Editorial

Is this the end of multilateralism?

| Updated on November 28, 2019 Published on November 28, 2019

By forcing WTO’s appellate body to shut shop, the US has escalated its trade war to the WTO

The World Trade Organisation is facing the prospect of death by a thousand cuts. The WTO’s most important arm for resolving global trade disputes — the Appellate Body (AB) — will become dysfunctional from December 11, when the number of judges on the panel falls below the mandatory minimum. The AB delivered binding rulings in hundreds of trade disputes over the past 25 years. Members of the trade body were subjected to biting trade sanctions if they failed to comply with its rulings.

The US played a major role in establishing this binding dispute resolution mechanism at the end of the Uruguay Round of trade negotiations, that led to the creation of the WTO in 1995. Earlier, trade disputes were decided by GATT (General Agreement on Tariffs and Trade) panels that lacked the power to enforce implementation. The US also remained a major beneficiary of the rulings passed by the highest court for trade issues. Washington succeeded in enforcing strong intellectual property enforcement rules and the removal of quantitative restrictions in India due to rulings passed by the AB. The US also lost several major trade disputes with India, the European Union, China, Brazil, Mexico and Canada in trade disputes involving anti-dumping measures, countervailing duties, and safeguard duties among others. The AB had invariably found several measures adopted by the US, particularly the provisions in the anti-dumping investigations based on zeroing methodology and countervailing measures, to be inconsistent with the existing WTO rules. These adverse rulings were not acceptable to the US, which wanted its way or the highway. Attempts to change the rules through negotiations such as the Doha Development Agenda (DDA) trade talks that began in 2001 were never concluded due to fierce opposition from the US. The US pulled the plug for completing the DDA talks due to opposition from its powerful lobbies that saw international rules as a threat for their trade-distorting farm subsidies and anti-dumping provisions.

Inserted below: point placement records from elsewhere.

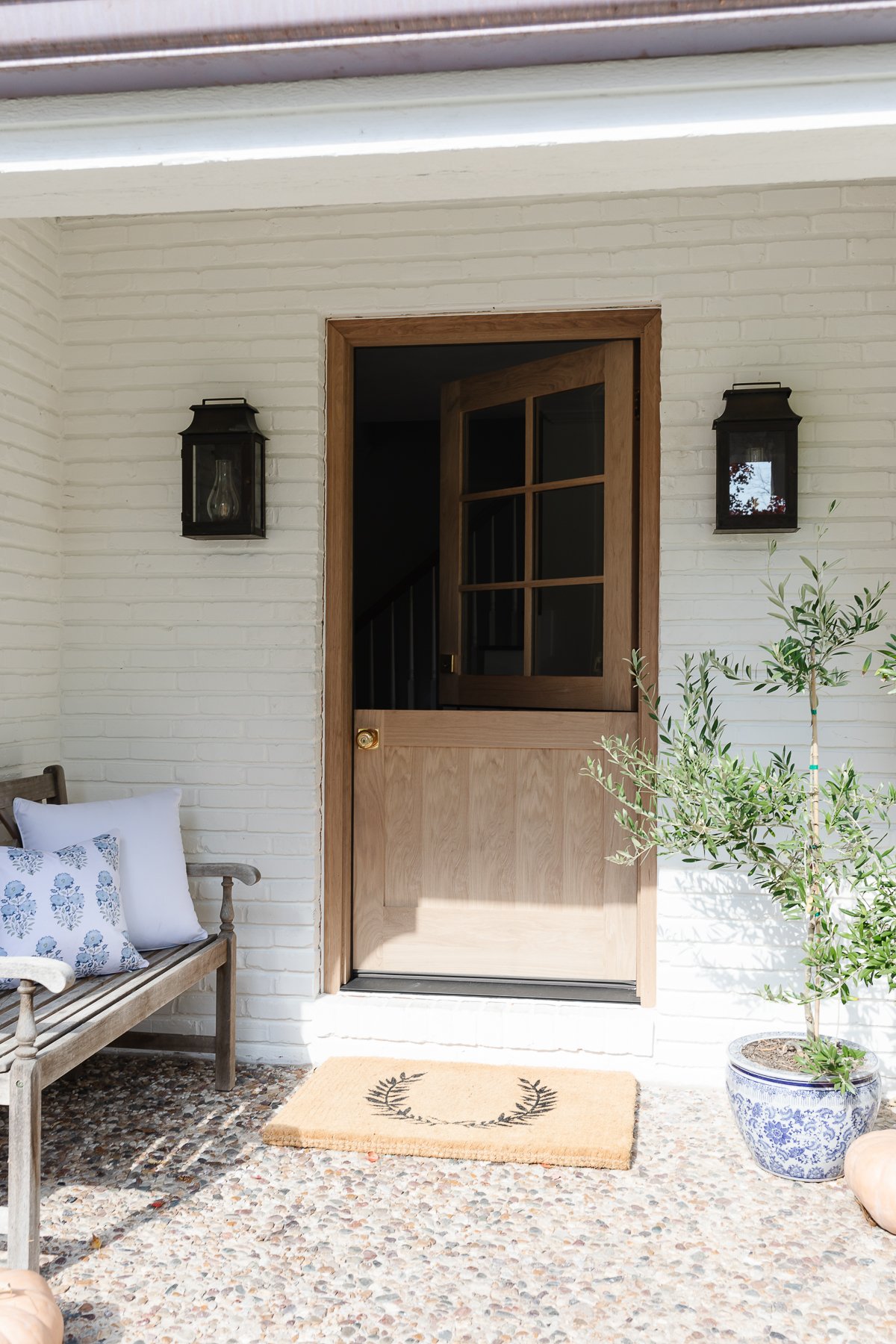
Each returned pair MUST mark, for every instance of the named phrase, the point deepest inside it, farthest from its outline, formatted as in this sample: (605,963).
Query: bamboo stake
(813,898)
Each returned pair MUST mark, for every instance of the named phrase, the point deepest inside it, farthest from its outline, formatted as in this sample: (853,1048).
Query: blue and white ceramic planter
(793,1125)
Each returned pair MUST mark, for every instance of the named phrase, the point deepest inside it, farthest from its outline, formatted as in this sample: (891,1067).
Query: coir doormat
(564,1117)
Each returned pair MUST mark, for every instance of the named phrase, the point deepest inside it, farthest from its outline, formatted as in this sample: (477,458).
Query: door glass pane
(494,633)
(494,532)
(568,532)
(568,435)
(494,448)
(568,631)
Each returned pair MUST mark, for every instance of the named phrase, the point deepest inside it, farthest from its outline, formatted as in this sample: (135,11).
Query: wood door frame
(343,337)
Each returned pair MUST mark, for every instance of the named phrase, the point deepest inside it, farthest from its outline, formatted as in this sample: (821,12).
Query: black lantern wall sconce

Little wonder that the US launched a sustained war against the adverse rulings issued by the AB, accusing the judges for not adhering to the dispute settlement understanding (DSU). A trade version of “shock and awe” was adopted at the WTO with the blocking of a second term for a serving AB member from South Korea in 2016. Subsequently, it blocked the selection process for filling the vacancies at the highest court for the past two years. Washington has not showed any signs of lifting its opposition despite members making a concerted effort to address its concerns. It also placed wrenching conditions in the use of funds for AB members in pending trade disputes. Consequently, India’s two appeals against Japan and the US respectively, and one major appeal launched by the US against India’s dispute on the illegal American local content requirements and subsidies used for its renewable sector, would go into limbo. Effectively, the Trump administration has struck the death knell for multilateralism.